Time-resolved NMR by dynamic nuclear polarization

PHYS 241

Christian Hilty, chilty@mail.chem.tamu.edu, Sean Bowen, sbowen@mail.chem.tamu.edu, and Haifeng Zeng, hzeng@mail.chem.tamu.edu. Department of Chemistry, Texas A&M University, 3255 TAMU, College Station, TX 77843
Among spectroscopic techniques, nuclear magnetic resonance (NMR) yields an exceptional wealth of information on molecular structure and dynamics. However, due to sensitivity constraints, signal averaging commonly needs to be applied, which restricts measurements to samples under equilibrium conditions.

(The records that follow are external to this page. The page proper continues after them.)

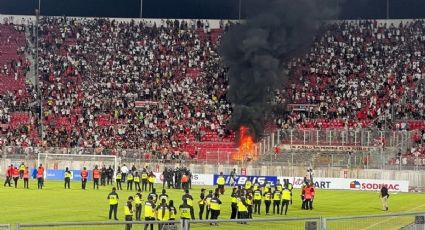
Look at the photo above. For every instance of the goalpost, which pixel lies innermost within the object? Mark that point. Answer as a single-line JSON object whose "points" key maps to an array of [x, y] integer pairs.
{"points": [[77, 162]]}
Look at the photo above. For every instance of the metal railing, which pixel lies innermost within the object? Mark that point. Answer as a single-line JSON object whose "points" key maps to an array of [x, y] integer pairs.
{"points": [[175, 225], [399, 221], [5, 226]]}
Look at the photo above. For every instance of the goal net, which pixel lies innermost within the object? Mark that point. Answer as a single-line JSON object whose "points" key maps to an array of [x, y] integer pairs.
{"points": [[52, 161]]}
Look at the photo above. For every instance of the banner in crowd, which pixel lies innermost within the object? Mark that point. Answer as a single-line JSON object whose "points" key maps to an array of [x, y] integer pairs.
{"points": [[197, 179], [333, 148], [351, 184], [59, 174], [142, 104], [240, 180]]}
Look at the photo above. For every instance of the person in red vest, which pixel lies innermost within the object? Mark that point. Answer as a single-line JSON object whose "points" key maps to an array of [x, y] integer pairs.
{"points": [[84, 175], [185, 181], [307, 197], [15, 176], [26, 177], [9, 173], [96, 177], [40, 177]]}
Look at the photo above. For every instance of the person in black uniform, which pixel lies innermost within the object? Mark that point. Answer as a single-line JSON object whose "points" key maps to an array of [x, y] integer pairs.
{"points": [[113, 203], [201, 203], [384, 195], [234, 203]]}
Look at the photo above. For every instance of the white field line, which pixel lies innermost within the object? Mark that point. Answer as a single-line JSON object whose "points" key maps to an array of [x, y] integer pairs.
{"points": [[383, 221]]}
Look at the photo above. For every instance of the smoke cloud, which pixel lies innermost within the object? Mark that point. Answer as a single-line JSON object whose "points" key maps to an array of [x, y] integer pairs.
{"points": [[255, 52]]}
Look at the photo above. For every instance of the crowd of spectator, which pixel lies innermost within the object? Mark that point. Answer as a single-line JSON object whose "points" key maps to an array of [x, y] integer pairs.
{"points": [[138, 85]]}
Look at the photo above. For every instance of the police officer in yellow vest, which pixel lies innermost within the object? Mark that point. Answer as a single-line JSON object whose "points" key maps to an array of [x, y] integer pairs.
{"points": [[144, 180], [67, 178], [249, 201], [277, 197], [242, 209], [186, 212], [286, 198], [137, 181], [257, 200], [234, 203], [138, 203], [128, 212], [130, 179], [220, 182], [151, 180], [118, 180], [162, 213], [215, 205], [113, 203], [149, 212], [267, 200]]}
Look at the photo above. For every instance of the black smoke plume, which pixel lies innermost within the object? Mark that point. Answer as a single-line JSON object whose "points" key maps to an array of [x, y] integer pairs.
{"points": [[255, 52]]}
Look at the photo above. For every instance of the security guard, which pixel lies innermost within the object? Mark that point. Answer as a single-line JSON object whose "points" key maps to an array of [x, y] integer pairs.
{"points": [[163, 195], [162, 213], [277, 197], [138, 203], [242, 209], [249, 202], [173, 210], [144, 180], [130, 179], [234, 203], [84, 175], [128, 212], [118, 177], [67, 178], [257, 200], [189, 200], [154, 196], [151, 180], [286, 198], [208, 204], [248, 185], [215, 208], [149, 212], [201, 203], [137, 181], [96, 177], [186, 212], [220, 182], [113, 203], [267, 200]]}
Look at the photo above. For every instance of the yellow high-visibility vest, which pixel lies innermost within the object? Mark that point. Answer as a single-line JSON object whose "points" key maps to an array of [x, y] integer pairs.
{"points": [[220, 180], [242, 207], [137, 200], [151, 179], [185, 213], [127, 211], [286, 194], [149, 209], [163, 210], [215, 205], [113, 199]]}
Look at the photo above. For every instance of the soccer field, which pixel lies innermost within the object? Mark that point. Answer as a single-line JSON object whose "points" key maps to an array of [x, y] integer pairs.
{"points": [[54, 204]]}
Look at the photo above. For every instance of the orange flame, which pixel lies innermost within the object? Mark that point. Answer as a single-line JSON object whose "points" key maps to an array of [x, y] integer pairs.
{"points": [[246, 146]]}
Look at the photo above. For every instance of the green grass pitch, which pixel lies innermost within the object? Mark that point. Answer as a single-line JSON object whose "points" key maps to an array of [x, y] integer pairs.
{"points": [[54, 204]]}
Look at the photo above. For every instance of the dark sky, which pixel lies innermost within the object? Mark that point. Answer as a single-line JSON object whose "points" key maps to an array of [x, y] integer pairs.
{"points": [[350, 9]]}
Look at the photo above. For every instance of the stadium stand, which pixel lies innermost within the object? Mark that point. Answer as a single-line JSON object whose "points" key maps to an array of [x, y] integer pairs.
{"points": [[162, 88]]}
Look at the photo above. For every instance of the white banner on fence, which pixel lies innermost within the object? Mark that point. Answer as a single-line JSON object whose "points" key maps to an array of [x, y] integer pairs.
{"points": [[197, 179], [352, 184]]}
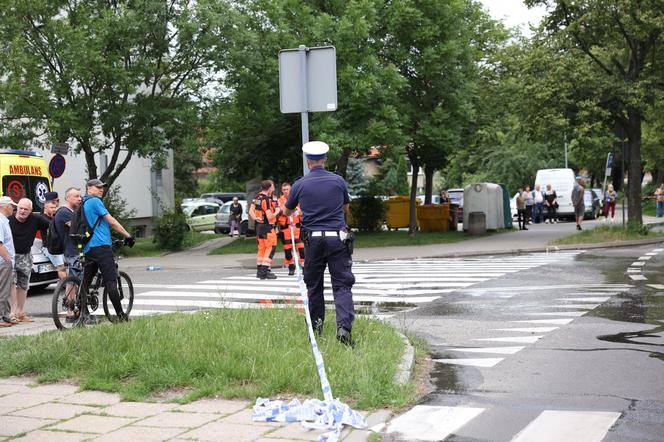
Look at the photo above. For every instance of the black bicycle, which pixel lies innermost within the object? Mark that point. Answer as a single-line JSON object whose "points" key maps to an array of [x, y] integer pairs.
{"points": [[69, 303]]}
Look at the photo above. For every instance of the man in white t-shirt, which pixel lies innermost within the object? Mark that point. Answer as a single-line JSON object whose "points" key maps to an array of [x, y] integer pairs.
{"points": [[538, 195]]}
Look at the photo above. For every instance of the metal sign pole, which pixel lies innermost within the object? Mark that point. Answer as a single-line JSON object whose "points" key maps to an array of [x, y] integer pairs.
{"points": [[305, 105]]}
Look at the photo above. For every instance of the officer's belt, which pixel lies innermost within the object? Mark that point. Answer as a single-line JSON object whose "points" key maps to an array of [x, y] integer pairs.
{"points": [[324, 233]]}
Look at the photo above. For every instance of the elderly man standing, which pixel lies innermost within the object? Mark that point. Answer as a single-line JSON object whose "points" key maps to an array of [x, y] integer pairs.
{"points": [[6, 260], [24, 225]]}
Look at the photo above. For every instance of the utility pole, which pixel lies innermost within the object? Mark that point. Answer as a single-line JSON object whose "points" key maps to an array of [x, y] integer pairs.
{"points": [[565, 137]]}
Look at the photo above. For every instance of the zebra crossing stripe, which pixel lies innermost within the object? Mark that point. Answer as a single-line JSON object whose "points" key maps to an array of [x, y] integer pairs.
{"points": [[425, 422], [557, 314], [478, 362], [256, 296], [586, 299], [547, 321], [518, 339], [529, 329], [557, 425], [491, 350]]}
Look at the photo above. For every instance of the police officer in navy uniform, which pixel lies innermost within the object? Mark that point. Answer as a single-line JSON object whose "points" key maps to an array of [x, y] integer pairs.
{"points": [[323, 199]]}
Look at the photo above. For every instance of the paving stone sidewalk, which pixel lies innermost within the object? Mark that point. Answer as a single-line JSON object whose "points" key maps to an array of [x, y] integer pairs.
{"points": [[61, 412]]}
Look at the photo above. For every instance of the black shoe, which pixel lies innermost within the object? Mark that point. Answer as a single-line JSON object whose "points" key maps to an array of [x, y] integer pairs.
{"points": [[267, 274], [318, 328], [345, 337]]}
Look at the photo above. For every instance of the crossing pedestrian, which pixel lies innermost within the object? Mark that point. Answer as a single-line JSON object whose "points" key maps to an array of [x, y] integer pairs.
{"points": [[6, 260], [324, 200], [578, 202], [659, 197]]}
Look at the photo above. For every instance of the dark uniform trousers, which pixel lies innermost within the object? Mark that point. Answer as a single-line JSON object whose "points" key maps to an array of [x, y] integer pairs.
{"points": [[330, 251]]}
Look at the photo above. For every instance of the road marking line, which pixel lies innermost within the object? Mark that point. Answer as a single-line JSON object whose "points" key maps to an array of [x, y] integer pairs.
{"points": [[478, 362], [546, 321], [492, 350], [424, 422], [586, 299], [557, 313], [586, 306], [258, 296], [557, 425], [529, 329], [519, 339]]}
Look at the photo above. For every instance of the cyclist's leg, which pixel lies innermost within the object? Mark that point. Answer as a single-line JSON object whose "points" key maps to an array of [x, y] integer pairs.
{"points": [[109, 272]]}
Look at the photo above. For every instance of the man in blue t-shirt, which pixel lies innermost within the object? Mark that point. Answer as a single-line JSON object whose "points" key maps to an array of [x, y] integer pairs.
{"points": [[323, 199], [98, 251]]}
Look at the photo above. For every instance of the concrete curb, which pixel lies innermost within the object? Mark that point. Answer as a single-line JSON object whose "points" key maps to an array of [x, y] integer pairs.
{"points": [[546, 249]]}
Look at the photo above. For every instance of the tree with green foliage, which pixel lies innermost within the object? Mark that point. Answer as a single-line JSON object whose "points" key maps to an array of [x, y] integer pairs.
{"points": [[621, 38], [430, 44], [121, 78], [252, 136]]}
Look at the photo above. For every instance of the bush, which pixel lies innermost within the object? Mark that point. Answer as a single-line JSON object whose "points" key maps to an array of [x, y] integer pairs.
{"points": [[367, 213], [171, 229]]}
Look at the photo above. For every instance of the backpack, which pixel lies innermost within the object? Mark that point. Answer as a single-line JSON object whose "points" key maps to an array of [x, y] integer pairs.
{"points": [[54, 243], [79, 228]]}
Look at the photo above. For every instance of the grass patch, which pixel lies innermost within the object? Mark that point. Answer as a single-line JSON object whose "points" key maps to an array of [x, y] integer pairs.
{"points": [[146, 246], [227, 352], [649, 207], [363, 240], [608, 234]]}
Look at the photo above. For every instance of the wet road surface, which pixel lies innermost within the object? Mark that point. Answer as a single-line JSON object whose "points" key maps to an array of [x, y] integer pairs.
{"points": [[570, 350]]}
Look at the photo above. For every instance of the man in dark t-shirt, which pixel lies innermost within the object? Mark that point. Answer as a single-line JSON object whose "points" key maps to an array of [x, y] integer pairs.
{"points": [[24, 225]]}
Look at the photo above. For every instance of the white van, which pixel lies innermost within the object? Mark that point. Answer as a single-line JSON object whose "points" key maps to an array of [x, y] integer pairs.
{"points": [[562, 181]]}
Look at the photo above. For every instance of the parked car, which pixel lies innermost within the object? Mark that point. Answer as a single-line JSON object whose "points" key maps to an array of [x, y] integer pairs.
{"points": [[223, 196], [592, 204], [222, 223], [200, 214], [456, 197]]}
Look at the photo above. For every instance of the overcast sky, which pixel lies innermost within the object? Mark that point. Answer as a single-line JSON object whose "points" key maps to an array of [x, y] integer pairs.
{"points": [[514, 13]]}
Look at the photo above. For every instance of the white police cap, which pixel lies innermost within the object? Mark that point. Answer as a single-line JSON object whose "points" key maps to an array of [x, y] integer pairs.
{"points": [[315, 150]]}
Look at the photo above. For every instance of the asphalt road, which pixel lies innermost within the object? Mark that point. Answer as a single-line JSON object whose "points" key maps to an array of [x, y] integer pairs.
{"points": [[593, 361]]}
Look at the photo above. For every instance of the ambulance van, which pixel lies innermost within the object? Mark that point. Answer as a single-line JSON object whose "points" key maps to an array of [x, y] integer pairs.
{"points": [[24, 174]]}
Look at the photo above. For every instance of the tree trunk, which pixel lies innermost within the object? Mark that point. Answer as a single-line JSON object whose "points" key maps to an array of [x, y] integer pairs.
{"points": [[428, 183], [634, 168], [412, 227], [342, 163]]}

Hyperpolarization techniques, such as dynamic nuclear polarization (DNP) can increase the signal of an NMR experiment by several orders of magnitude. Due to a high signal-to-noise ratio achievable in a single scan, typically equivalent to several months of conventional signal averaging, DNP-NMR is ideally suited for the time-resolved investigation of transient processes. Using a stopped-flow system that we have constructed for this purpose, we present applications of DNP-NMR to the measurement of enzyme kinetics, and the time-resolved observation of chemical reactions. We also show preliminary data that illustrates the promise of this method for the investigation of protein folding.